Unsurprisingly, given the impact of several high-profile malware outbreaks, exploits and hacks over the past year, in 2018 we can expect to see significant disruption in the cybersecurity industry.
Organizations are spending millions - and in some cases, hundreds of millions of dollars - on technologies aimed at bolstering their cybersecurity posture, but to no avail. Attacks are becoming more sophisticated. Cyber-criminals have as much – if not more – funds to invest in developing new attacks than the businesses they’re targeting can spend on defense.
As a result, in the year ahead a key disruptor will be the re-emergence of the 'zero trust' security model. With this approach, the IT team adopts a mindset of ‘we don’t trust anybody’, and only by explicitly allowing users to access systems, can trust be established.
A decade ago, the ‘zero trust’ approach implied that the IT team would simply prohibit people from using non-corporate issued devices and applications. However, the more modern ‘zero trust’ model will accommodate individuals’ personal preferences.
That doesn’t mean that there will be more rigorous authentication measures in place that will require users to verify their identities through multiple layers of credentials. Instead, enterprise systems will vigorously authenticate whether users are indeed entitled access to specific sets of data, before making them available.
Some might question whether the ‘zero trust’ approach will lead to bottlenecks and delays in getting tasks accomplished. The answer is no: if you’re running a cloud-based system, the authentication and verification process will be near-instantaneous, so people’s productivity won’t be inhibited.
Re-examine policy and process
Organizations that embrace this model will use it as an opportunity to re-examine their cybersecurity policies and processes. This will result in a new generation of policies and processes that consider the organization’s on-premises infrastructure, as well as the cloud services and platforms that they utilize.
This hybrid IT approach - common today in businesses – and zero trust controls will allow careful scrutiny of how they’re using the cloud and identify ways to raise their cybersecurity defenses such as making better use of micro-segmentation in multi-cloud environments.
Blockchain as the implementer
The wider opportunities and applications of Blockchain in the world of cybersecurity are only just emerging. It’s already being used in public key cryptography to secure emails, websites, and messaging applications. Most traditional implementations rely on centralized certificate authorities to generate and store keys - the Public Key Infrastructure (PKI), which renders them susceptible to attacks from hackers.
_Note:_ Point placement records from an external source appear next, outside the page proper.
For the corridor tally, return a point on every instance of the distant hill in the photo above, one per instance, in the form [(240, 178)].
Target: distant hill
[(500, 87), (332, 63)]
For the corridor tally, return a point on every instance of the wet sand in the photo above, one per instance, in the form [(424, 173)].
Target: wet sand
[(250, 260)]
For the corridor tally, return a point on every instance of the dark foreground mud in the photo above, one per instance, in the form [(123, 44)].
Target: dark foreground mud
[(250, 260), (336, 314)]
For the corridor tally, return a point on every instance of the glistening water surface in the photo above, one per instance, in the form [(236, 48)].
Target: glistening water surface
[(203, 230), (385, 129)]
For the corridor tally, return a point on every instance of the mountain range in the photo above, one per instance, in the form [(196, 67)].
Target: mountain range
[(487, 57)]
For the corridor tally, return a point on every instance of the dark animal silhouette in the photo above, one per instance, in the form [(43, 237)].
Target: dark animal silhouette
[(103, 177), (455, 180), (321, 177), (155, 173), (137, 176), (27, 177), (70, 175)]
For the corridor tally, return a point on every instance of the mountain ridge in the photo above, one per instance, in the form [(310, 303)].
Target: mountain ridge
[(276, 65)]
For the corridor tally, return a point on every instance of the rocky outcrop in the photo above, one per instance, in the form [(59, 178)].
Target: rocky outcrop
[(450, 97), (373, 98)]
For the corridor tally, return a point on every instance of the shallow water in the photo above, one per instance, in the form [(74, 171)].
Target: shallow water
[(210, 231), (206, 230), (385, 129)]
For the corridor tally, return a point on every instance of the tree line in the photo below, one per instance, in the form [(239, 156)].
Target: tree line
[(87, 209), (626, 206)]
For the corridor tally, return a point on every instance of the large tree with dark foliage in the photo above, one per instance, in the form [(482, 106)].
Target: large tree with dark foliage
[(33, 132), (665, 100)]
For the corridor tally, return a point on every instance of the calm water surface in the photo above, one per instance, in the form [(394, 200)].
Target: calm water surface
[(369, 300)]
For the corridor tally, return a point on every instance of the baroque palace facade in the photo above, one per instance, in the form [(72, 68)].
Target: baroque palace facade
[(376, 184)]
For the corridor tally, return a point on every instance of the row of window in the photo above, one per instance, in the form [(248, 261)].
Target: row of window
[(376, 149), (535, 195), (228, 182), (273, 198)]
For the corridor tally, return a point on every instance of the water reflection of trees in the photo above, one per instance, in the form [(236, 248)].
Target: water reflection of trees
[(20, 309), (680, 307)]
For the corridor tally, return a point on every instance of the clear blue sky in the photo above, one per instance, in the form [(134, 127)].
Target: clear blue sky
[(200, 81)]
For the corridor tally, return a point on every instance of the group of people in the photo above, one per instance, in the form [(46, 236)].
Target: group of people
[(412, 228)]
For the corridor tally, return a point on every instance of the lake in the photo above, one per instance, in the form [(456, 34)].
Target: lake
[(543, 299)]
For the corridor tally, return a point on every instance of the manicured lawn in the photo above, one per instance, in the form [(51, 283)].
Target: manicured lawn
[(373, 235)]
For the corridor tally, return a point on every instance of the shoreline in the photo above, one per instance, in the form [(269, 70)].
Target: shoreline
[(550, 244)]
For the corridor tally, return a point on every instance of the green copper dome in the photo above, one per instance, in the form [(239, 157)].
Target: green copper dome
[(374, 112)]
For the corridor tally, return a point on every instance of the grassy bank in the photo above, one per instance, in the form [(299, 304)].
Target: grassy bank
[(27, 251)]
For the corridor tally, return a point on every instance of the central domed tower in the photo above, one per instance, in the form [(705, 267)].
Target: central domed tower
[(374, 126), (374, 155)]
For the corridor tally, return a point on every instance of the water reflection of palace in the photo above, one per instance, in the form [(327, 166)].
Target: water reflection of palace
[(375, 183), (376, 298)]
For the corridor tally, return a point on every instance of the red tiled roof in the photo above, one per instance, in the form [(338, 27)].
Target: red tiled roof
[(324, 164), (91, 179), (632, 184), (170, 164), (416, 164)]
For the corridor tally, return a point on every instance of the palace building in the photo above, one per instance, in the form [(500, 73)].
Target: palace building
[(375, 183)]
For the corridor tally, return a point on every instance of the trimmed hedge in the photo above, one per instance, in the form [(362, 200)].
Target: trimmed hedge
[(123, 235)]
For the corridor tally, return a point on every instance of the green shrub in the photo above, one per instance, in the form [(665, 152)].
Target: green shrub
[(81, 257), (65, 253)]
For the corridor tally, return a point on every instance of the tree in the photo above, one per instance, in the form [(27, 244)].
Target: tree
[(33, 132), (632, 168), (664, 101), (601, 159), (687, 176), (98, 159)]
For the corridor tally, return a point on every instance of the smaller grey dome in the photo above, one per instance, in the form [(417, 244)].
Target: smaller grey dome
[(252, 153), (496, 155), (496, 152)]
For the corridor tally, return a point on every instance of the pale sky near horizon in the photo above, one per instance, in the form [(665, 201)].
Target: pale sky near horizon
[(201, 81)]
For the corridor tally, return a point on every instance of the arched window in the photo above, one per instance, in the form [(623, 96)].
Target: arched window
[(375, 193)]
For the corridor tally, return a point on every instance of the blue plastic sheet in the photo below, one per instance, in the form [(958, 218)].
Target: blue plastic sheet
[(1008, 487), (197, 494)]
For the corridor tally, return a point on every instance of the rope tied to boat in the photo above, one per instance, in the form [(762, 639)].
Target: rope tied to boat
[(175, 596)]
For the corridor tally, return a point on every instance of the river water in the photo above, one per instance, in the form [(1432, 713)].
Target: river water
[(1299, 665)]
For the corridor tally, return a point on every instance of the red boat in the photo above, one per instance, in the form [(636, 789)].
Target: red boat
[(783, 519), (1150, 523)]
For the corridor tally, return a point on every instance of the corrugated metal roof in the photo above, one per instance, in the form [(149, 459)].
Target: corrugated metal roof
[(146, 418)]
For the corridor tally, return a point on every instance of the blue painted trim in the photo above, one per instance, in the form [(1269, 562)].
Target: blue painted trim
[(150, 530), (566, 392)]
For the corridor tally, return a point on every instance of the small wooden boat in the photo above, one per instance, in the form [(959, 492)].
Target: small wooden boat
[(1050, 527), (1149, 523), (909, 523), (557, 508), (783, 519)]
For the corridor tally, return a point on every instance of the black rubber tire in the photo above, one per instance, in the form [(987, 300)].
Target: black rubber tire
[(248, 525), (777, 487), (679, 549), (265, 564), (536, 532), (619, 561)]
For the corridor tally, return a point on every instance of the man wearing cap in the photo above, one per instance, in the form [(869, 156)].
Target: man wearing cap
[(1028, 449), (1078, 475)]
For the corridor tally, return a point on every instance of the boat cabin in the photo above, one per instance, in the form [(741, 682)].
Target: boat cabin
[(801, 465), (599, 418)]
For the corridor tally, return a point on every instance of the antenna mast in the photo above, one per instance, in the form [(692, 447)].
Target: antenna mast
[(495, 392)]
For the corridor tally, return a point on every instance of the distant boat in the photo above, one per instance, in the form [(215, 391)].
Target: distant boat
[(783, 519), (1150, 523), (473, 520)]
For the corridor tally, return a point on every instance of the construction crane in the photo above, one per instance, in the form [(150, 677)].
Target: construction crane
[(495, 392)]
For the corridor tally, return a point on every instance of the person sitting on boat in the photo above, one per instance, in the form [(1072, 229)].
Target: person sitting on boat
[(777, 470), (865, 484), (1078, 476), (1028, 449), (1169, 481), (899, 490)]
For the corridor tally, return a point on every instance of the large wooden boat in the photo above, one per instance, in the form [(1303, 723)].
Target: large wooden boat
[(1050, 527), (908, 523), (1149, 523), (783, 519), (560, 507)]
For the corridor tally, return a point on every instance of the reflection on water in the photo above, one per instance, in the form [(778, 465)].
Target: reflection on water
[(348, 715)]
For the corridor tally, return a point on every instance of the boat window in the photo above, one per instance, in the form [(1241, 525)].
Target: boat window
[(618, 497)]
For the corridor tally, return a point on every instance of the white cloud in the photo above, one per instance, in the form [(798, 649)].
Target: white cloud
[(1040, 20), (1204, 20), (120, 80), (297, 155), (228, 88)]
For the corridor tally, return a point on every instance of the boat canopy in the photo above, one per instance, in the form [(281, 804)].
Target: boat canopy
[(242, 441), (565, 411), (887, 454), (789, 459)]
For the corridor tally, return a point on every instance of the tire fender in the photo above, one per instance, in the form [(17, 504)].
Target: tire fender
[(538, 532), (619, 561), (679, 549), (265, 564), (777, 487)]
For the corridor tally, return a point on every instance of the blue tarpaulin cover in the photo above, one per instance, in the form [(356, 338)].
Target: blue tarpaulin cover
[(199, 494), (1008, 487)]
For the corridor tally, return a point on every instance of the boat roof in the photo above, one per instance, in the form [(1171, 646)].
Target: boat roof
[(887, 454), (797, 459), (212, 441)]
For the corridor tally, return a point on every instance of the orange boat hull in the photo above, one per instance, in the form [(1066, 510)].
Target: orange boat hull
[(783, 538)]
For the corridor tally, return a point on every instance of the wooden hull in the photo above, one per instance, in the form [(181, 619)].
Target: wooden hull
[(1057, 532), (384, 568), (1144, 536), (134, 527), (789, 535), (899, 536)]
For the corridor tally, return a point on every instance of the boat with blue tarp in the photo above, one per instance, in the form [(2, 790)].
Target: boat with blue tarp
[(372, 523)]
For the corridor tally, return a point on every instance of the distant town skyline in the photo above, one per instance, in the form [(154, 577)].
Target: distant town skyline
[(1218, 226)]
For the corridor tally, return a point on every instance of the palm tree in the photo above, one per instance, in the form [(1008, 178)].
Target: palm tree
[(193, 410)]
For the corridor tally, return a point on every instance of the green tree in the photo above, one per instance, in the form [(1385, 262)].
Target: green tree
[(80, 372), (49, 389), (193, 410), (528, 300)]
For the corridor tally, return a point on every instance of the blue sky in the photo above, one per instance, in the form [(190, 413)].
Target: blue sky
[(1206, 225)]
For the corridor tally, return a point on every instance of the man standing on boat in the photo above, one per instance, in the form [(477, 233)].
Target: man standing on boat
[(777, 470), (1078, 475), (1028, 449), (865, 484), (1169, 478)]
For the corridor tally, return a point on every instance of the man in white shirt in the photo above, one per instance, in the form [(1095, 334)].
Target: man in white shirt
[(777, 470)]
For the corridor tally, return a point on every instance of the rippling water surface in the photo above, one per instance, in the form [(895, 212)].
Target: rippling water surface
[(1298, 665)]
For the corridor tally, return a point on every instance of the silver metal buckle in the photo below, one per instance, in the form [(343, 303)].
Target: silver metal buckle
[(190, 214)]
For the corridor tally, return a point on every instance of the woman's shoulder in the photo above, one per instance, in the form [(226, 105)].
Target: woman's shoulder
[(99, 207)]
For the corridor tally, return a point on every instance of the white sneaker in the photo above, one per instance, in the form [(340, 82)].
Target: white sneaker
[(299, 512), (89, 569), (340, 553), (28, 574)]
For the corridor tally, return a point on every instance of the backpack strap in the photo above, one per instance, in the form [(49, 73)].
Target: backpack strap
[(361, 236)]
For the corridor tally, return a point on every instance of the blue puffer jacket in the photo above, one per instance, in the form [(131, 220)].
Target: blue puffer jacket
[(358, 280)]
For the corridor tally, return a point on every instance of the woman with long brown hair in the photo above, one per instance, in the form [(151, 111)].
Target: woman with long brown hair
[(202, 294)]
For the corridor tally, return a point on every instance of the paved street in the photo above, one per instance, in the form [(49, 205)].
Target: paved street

Blockchain-based implementations of PKI remove the central certificate authorities completely and make use of a distributed ledger of domains and their related public keys. This is an inherently more secure approach as there’s no central database to attack.
Importantly, Blockchain allows a digital ledger of transactions to be created and shared among participants via a distributed network of computers. The system is highly accessible and transparent to all participants: all transactions are publicly visible.
This means it’s possible for businesses to make Blockchain ‘corporately visible’ within their organization so that they can see every transaction that takes place between one individual and another, one piece of data and another, or one machine and another. This enables companies to build up a comprehensive history of every transaction that occurs. This has significant potential to allow organizations to boost their defenses in the areas of user authentication and identity and access management. As a result, we’ll be very likely to see Blockchain serve to underpin the zero-trust security models that will gain traction over the next year.
For example, when a longstanding employee attempts to access a particular corporate system, the Blockchain will recognize that they’ve logged in previously and are deemed to be trustworthy and will therefore grant them access.
However, if the marketing department brings in a new contractor to help on a project, the first time he or she attempts to log onto the network, the Blockchain ledger will detect that it’s neither engaged with the user before, nor interacted with their device. Blockchain will also pick up if an existing user tries to access a particular file or set of data that they’ve not accessed before, or whether they’re attempting to log onto the network from an unfamiliar location.
In these scenarios, Blockchain will isolate the connection and give the user restricted access until the transactions have been expressly sanctioned by system administrators or the IT security team. Essentially Blockchain will become the implementer of the ‘zero trust’ policy.
Ultimately, the next 12 months will see renewed focus on authentication measures and how they can enable businesses to operate efficiently in the face of cyberattacks. The ‘zero trust’ approach provides a logical platform for this, but organizations must ensure that their wider systems and infrastructure can support zero trust without introducing any productivity-damaging obstructions.